Curiosità e informazioni sul caffè dolce o senza zucchero

La questione è aperta.
Da un punto di vista salutistico, sicuramente è preferibile bere il caffè senza zucchero, a maggior ragione per chi è diabetico, chi deve seguire diete ipocaloriche, chi vuole tenere sotto controllo il proprio peso.
Il caffè in sé è privo di calorie (si parla di 6 kilocalorie ogni 10 centilitri, quindi 1,5 a tazzina) mentre un cucchiaino o una bustina di zucchero, del peso di circa 8 grammi, ha un apporto pari a una trentina di kilocalorie, se pensiamo che nella giornata si consumano almeno tre caffè al giorno il calcolo delle kilocalorie assunte a fine giornata è presto fatto.

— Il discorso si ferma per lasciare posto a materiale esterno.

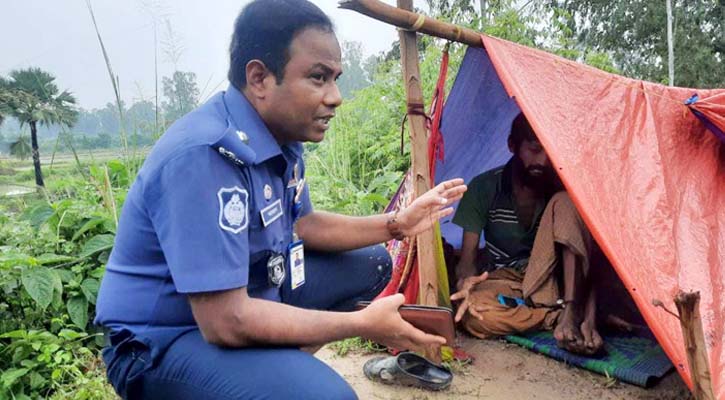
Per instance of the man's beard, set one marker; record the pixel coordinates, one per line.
(537, 177)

Dal punto di vista del gusto personale si tratta di una questione di abitudine. Il primo approccio al caffè avviene in età giovanile quando solitamente si zucchera in quanto l’amaro, che è il gusto preponderante, non viene particolarmente gradito. Da qui l’abitudine a considerare il caffè una bevanda dolce. Per contro c’è chi considera il caffè zuccherato “corrotto” e semplicemente imbevibile. Cambiare le abitudini è difficile ma non impossibile.
E pensare che a Napoli, patria del caffè, il caffè è servito molto zuccherato, addirittura nella tazzina viene deposta una cremina di zucchero e caffè prima ancora di erogare l’espresso!

Dal punto di vista organolettico certamente lo zucchero altera gli aromi e il sapore del caffè, se non addirittura copre i difetti di un caffè cattivo (questo però non è certo un pregio). In linea di massima una “puntina” di zucchero in alcuni casi potrebbe aiutare ad esaltare il sapore del caffè; in altri casi, quando siamo di fronte a un caffè di buona o altissima qualità, l’aggiunta di zucchero è da evitare!